As for Lo, most of the opium he and his army transported down to the Thai border did not actually belong to him. Because he was a militia commander, he could provide protection for individual opium traders who lacked their own armed forces.
Only some of the opium was actually Lo’s, while the bulk was owned mostly by Panthay, or Chinese Muslim, traders in northern Shan state, again reflecting the age-old, largely leaderless complexity of Southeast Asia’s drug trade.
Lo Was arrested in Thailand in 1973 and extradited to Myanmar, where he was charged with “rebellion against the state”, reference to a brief alliance that he had forged with the insurgent Shan State Army. Drug-trafficking charges were not brought forth because of the understanding he had with the Myanmar military.
Lo was sentenced to death but pardoned and released during a general amnesty in 1980. He later returned to Lashio, formed a new home guard unit and built a base known as the Salween Village south of town. He also established Asia World, a private company that now is one of Myanmar’s most powerful business conglomerates with interests in construction, trade and ports.
But Lo’s removal as “kingpin” did not cause other drug dealer pins to tumble. Another “kingpin” emerged on the scene: Zhang Qifu, or Khun Sa, a Sino-Shan warlord who, like Lo before him, had a huge army and therefore was highly visible in the area.
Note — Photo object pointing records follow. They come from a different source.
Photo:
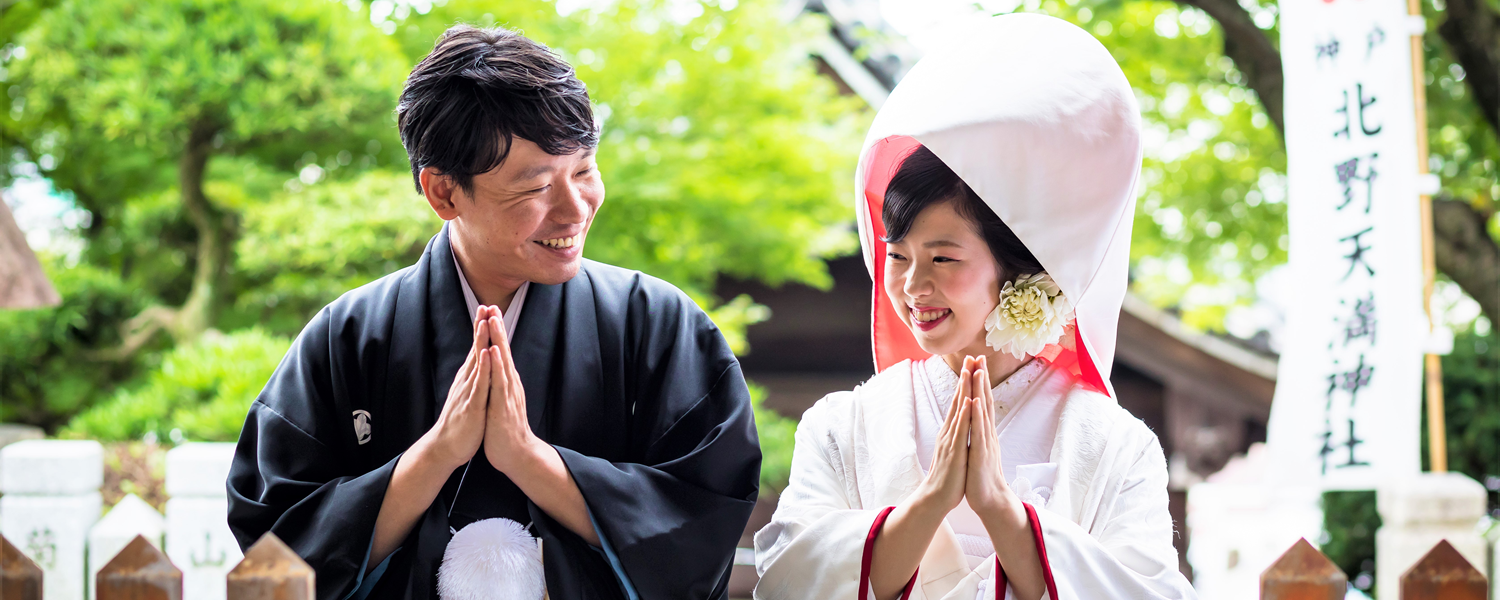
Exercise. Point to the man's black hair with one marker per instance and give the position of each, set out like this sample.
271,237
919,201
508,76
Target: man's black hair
924,180
482,87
Like Lo, Khun Sa also started off as a government-recognized militia commander and only later went underground. Once known as “King of the Golden Triangle”, Khun Sa was also seen as the man behind most of the region’s trade in heroin and, at a later stage, methamphetamines and other synthetic drugs.
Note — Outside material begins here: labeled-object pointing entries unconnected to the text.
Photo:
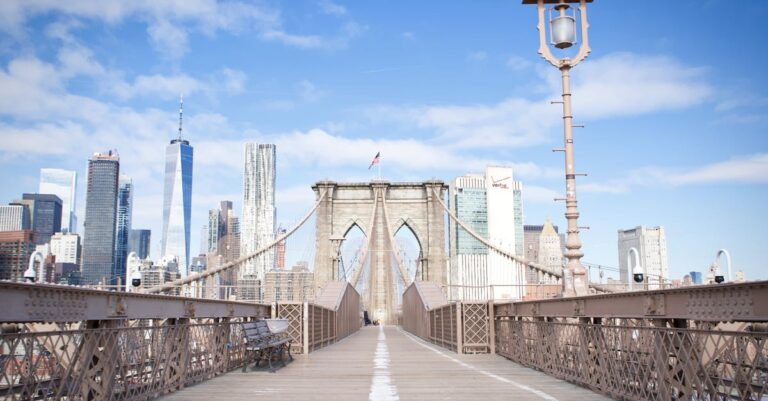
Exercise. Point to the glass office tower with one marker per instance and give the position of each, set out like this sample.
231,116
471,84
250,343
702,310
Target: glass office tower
62,183
100,218
177,202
How much he actually controlled of the trade is disputable, but not much changed in drug-trafficking terms when he surrendered to Myanmar authorities, disbanded his army and moved to the then capital of Yangon in 1996. His associates quickly established themselves in a variety of legitimate businesses.
The next in line of the region’s alleged “kingpins” was Wei Xuegang, a Chinese businessman associated with the United Wa State Army (UWSA) who reportedly took over most of the Golden Triangle’s drug trade from Khun Sa.
In January 2005, a US court indicted Wei along with his two brothers Wei Xuelong and Wei Yueying for their alleged involvement in the narcotics trade.
Like Lo and Khun Sa before him, Wei has significant investments in different types of business, including jade mining, retail trade and other enterprises in Myanmar. How much, if at all, those businesses are used to launder funds from drug dealing is unclear.
Nor was it was ever clear that he actually monopolized the Golden Triangle drug trade, as some suggest.
Now, another mysterious and elusive Chinese-Canadian “kingpin” has reputedly taken over the Golden Triangle’s narcotics trade, though if and where he may have any associated businesses is still unclear. Nor is it clear that he actually dominates the region’s wide-reaching meth trade, as the UNODC and anti-narcotics officials seem to think.
Chin and Zhang quote in their book about the Chinese heroin trade US sociologist Patricia Adler, who, in her study of drug dealing communities in San Diego, California, concluded: “This is not an area dominated by a criminal syndicate but an illicit market populated by individuals and small groups of wheeler-dealers who operate competitively and entrepreneurially.”
That is also an apt description of how the Asia-Pacific drug trade actually works. While tales of “kingpins” and “syndicates” may make for good movies and sensational media reports, the multilayered, multi-actor reality behind the loosely organized trade is far more complex.